4.4 Project Documents Updates
Any documents might be updated. (Resource requirements, Attributes, Calendars, Risk register…etc).
5) Summary
Scheduling aims to predict the future, and it has to consider many uncertainties and assumptions. In project management, the schedule is a critical part of efforts. It identifies and organizes project tasks into a sequence of events that create the project management plan. A variety of inputs and tools are used in the scheduling process, all of which are designed to help the project manager understand his resources, his constraints, and his risks.
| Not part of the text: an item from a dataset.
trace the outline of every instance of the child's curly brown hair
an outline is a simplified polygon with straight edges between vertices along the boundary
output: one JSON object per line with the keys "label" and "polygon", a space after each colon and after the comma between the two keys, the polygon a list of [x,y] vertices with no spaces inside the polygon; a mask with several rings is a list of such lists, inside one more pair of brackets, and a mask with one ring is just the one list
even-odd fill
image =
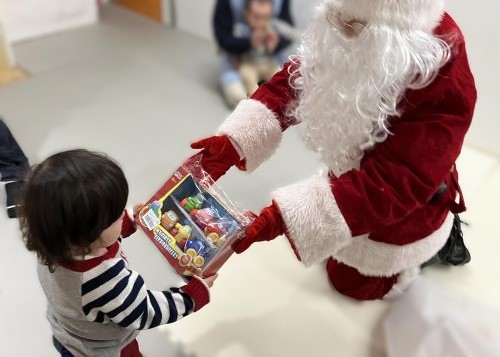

The end result is a plan that links events in the best way to complete the project efficiently. The project schedule is the output of schedule development and there is different types of project schedules which in the format of diagrams or graphical charts. (Network Diagram, CPM, Critical chain method, Gantt charts…..etc).
7) References
- A Guide to the Project Management Body of Knowledge (PMBoK Guide) – Fourth Edition 2009’
- Practice Standard for Scheduling – by PMI ( Project Management Institute)
- Project Planning, Scheduling & Control, Lewis, James P., 1995
- Project Management, A Systems Approach to Planning, Scheduling & Controlling - Kerzner.